The latest one comes from Fedex. Following the example of Germany's Deutsche Post-DHL, the American logistics giant reported a 3.5% drop in sales for the last quarter, and a 22% fall in operating profit compared to the same period last year.

For fiscal year 2023, Fedex generated a cash profit of $2.7 billion - i.e. $1.2 billion less than its net income, due to the working capital adjustment - entirely returned to shareholders via $1.5 billion spent on share buy-backs and $1.2 billion distributed in dividends.

This choice of capital allocation is easily defensible. The stock has traded between x11 and x15 its - book - earnings in recent months, on its ten-year valuation lows.
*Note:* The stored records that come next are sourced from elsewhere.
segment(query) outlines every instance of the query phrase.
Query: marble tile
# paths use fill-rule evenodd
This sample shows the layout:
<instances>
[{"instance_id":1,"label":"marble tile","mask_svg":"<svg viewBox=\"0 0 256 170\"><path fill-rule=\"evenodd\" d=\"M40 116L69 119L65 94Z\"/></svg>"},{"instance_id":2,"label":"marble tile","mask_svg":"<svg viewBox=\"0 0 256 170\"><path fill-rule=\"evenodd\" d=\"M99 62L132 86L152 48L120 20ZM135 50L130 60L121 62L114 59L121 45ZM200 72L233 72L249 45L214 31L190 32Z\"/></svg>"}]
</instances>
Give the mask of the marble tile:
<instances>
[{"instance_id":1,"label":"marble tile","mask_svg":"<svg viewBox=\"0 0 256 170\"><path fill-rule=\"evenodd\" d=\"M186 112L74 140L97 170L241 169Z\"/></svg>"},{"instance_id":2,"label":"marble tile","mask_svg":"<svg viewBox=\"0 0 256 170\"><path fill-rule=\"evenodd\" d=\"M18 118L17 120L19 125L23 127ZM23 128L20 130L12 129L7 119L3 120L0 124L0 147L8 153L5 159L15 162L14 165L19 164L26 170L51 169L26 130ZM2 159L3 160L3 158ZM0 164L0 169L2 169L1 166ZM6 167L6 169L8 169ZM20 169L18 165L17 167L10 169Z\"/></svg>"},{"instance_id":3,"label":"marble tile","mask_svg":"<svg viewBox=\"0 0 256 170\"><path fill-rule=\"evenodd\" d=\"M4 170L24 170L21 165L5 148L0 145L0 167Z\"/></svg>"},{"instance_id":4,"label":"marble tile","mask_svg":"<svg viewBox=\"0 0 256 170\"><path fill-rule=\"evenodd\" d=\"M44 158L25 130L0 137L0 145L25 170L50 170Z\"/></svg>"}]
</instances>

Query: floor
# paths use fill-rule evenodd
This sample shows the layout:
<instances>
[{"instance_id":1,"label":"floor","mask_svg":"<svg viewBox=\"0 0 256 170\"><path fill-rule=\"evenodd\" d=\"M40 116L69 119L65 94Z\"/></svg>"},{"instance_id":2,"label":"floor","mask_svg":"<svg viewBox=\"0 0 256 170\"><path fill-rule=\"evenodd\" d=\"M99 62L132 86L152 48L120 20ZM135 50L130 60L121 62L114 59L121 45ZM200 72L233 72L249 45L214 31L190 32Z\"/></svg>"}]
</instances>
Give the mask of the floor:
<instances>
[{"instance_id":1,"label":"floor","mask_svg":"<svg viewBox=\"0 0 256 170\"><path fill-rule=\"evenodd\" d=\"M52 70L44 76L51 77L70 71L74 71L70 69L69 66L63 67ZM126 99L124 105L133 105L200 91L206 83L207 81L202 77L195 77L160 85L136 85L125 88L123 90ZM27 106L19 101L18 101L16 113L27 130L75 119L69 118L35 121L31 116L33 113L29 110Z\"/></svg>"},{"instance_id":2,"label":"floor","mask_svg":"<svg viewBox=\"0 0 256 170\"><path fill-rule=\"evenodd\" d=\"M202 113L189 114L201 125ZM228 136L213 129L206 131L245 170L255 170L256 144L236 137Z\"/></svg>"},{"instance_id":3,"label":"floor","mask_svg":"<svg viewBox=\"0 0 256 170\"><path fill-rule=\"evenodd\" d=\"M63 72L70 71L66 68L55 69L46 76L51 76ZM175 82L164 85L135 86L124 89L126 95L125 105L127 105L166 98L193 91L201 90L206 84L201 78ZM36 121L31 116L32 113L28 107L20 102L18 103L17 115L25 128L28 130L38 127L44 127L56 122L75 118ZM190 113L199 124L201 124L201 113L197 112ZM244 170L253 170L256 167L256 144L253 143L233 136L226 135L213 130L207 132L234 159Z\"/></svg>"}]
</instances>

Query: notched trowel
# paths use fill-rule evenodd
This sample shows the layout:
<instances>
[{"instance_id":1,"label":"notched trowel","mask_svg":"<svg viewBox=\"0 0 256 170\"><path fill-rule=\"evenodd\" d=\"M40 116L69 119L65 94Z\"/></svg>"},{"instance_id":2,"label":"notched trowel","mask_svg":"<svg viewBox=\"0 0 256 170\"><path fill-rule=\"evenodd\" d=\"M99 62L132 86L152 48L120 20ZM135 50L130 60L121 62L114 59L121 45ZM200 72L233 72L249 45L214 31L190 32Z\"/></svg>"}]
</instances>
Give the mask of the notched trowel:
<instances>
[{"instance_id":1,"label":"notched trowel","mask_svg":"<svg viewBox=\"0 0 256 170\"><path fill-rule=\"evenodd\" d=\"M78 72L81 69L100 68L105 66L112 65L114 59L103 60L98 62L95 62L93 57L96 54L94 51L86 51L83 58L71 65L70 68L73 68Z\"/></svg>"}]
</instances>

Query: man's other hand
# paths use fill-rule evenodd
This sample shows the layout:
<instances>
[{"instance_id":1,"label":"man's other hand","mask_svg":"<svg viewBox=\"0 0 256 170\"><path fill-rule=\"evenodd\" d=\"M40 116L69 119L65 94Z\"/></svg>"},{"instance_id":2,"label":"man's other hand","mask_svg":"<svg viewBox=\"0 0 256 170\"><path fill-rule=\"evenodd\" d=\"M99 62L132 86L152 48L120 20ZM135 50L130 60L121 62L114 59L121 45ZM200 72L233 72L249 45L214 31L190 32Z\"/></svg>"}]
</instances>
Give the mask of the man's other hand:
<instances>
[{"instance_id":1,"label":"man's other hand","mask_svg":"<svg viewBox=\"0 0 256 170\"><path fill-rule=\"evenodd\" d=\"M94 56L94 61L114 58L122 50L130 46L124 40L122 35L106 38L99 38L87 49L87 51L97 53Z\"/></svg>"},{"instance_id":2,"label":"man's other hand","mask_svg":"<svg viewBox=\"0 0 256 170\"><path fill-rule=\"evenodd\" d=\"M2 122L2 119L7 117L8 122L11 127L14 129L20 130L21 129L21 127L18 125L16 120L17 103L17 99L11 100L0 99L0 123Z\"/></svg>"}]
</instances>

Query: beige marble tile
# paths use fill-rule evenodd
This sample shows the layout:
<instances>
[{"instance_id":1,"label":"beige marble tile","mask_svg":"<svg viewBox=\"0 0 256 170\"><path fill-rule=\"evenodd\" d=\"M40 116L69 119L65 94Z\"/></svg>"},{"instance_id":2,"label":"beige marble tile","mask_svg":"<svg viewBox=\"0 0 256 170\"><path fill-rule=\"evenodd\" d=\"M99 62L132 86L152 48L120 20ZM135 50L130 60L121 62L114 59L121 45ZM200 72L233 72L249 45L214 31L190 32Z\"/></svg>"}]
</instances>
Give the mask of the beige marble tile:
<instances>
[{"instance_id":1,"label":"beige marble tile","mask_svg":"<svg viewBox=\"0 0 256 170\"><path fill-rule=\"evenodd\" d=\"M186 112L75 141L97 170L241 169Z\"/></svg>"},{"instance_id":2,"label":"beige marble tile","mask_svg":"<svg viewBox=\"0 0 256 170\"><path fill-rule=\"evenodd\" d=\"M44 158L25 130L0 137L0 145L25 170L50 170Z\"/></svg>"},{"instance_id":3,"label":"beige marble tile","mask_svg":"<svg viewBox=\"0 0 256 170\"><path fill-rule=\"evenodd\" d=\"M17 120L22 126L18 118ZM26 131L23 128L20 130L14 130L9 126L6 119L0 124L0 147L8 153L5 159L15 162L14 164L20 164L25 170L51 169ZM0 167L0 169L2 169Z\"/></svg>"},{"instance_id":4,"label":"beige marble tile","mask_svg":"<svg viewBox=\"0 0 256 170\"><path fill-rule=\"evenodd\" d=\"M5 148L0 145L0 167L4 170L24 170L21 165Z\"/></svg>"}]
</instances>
Between 2014 and 2016, the previous wave of share buybacks had been far less inspired.

Over the cycle, Fedex doubled its sales and tripled its profits. Perhaps the market feels that its growth potential has now been exhausted, despite the group's substantial international exposure - which sets it apart from its rival UPS, two-thirds of whose sales come from the USA.

UPS's valuation has also been suffering in recent months, but to a lesser extent than Fedex's. Between the two, the market has always favored concentration on the US market, hence the slight valuation premium.

It's true that UPS generates much higher margins than Fedex. However, its sales have grown at a much slower pace.